Since I seem to have precipitated this, and the discussion has veered into the direction of "political correctness," I'd like to make another brief comment. Geographic landforms, like city streets -- and cave names for that matter -- are *always* having their names changed, and this is not always a bad thing. In Austin they changed "Auditorium Shores" to "Stevie Ray Vaughn Park" a while back, and I didn't notice anyone complaining about political correctness.

I remember someone once telling me an amusing story of a cave that was found in the TAG region. The landowners tended to be of a conservative mindset and they suggested many names for cave features such as the "Ronald Reagan Turnaround" and so on. The cavers who actually mapped the cave tended to be iconoclastic as cavers sometimes are, and while they made the map with the feature names the landowner suggested, they also made their own secret map with their own names of a different and extremely NC17-rated kind. Of course as in all good stories, the maps got accidentally switched with hilarious results.

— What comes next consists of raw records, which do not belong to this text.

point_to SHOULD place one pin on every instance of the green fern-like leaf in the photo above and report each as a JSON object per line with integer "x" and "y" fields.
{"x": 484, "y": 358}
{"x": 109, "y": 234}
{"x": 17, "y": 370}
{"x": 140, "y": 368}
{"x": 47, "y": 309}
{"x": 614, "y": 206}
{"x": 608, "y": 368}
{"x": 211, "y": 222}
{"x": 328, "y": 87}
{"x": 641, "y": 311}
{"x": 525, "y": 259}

We are members of a living society, and sometimes it really is appropriate to change place names when we decide that we wish to memorialize different things. We can respect the past without being chained to it. In the case of trivial geographic features -- sand bars and small creeks -- I think it is within the purview of the mapping agency to quietly change those which most people would agree are extremely offensive. I wish that there were some consistent system for doing this and recording that it has been done, to facilitate research. Unfortunately that does not seem to be the case. And I suspect that a large number of offensive names have simply "vanished" from new editions of maps without any kind of record kept at all, simply because the rural population has declined in many areas and there is nobody around to argue the point. All the more reason to get into map collecting!